The Optical Payload Center of Excellence is a network of experts and integrated capabilities run out of Palo Alto. We are focused on advancing Lockheed Martin’s capability, efficiency and agility in optical technologies.
The best ideas come from a team, so we have a network that brings together expertsacross the nation, within Lockheed Martin and with our industry partners and leading research universities. We tap industry-leading talent in the fields of: Line of sight controls, steering mirror technology, advanced thermal design, optical and structural design, manufacturing, testing and focal plane/focal plane electronics, just to name a few.
Q: How can this approach help develop optical payloads?
In order to rapidly address changing missions and customer priorities, we’re gathering the best minds to tackle two fronts: technical approaches and business imperatives. Where we can make a big difference is delivering our technical ideas in affordable and agile ways, and that’s where the business focus comes into play. We’re working to find that sweet spot where technical capability scales to meet changing cost and schedule requirements, and deliver the best overall solutions.
Q. What does the future look like for these kinds of payloads?
The future means change, and the rate of change is increasing every day. It’s only through seriously rethinking and retooling our approach now will we be able to effectively address the needs of our customers in the future.

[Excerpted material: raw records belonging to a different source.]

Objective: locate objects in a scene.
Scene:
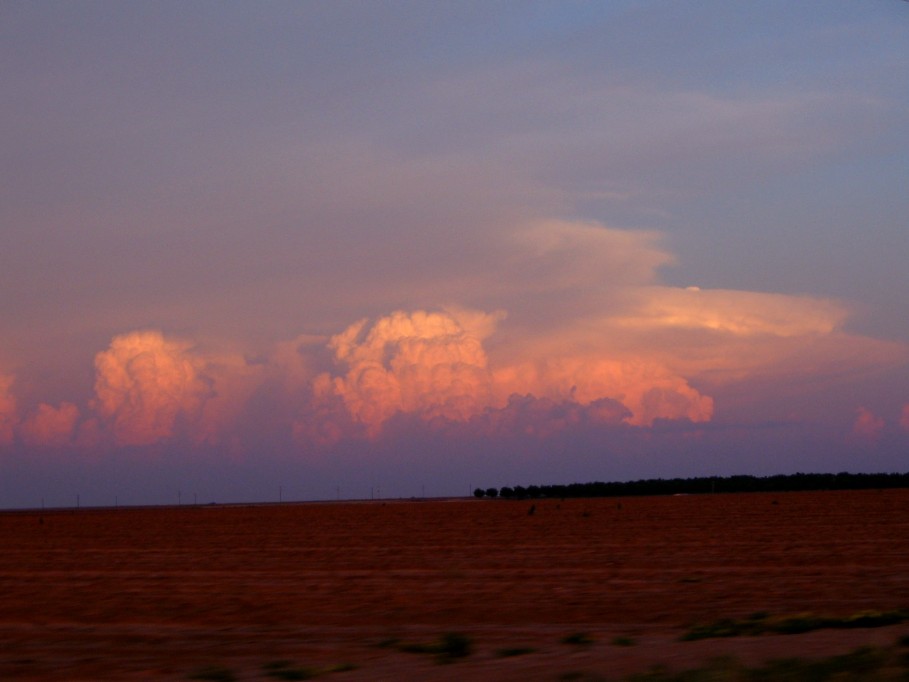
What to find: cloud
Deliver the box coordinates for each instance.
[92,331,211,445]
[852,407,884,440]
[316,311,496,434]
[616,287,846,337]
[19,402,79,447]
[0,374,19,445]
[470,394,631,438]
[314,304,713,436]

We’re confident we can do it because we are completely integrating and highly leveraging other industry leading company initiatives like the Digital Tapestry. Digital threads integrate every step of development, from concept to production and sustainment. Using virtual worlds and additive manufacturing, we rapidly prototype for quick verification then send directly to machine shops, eliminating 2-D drawings. Lockheed Martin is already operating aspects of our overall business in this “factory of the future.” The Optical Payload Center of Excellence is working to apply those techniques to the development of our payloads. There has never really been a limit to how far we can go technically. However, the current environment requires us to do it much more efficiently. We’re well on our way to carry out that vision.
Big ideas come in small packages. Lockheed Martin has produced large systems like Hubble, but we’re enabling much smaller optical systems for small sats, too. This micro-cryocooler cools optical sensors, something usually handled by a component more than twice its size.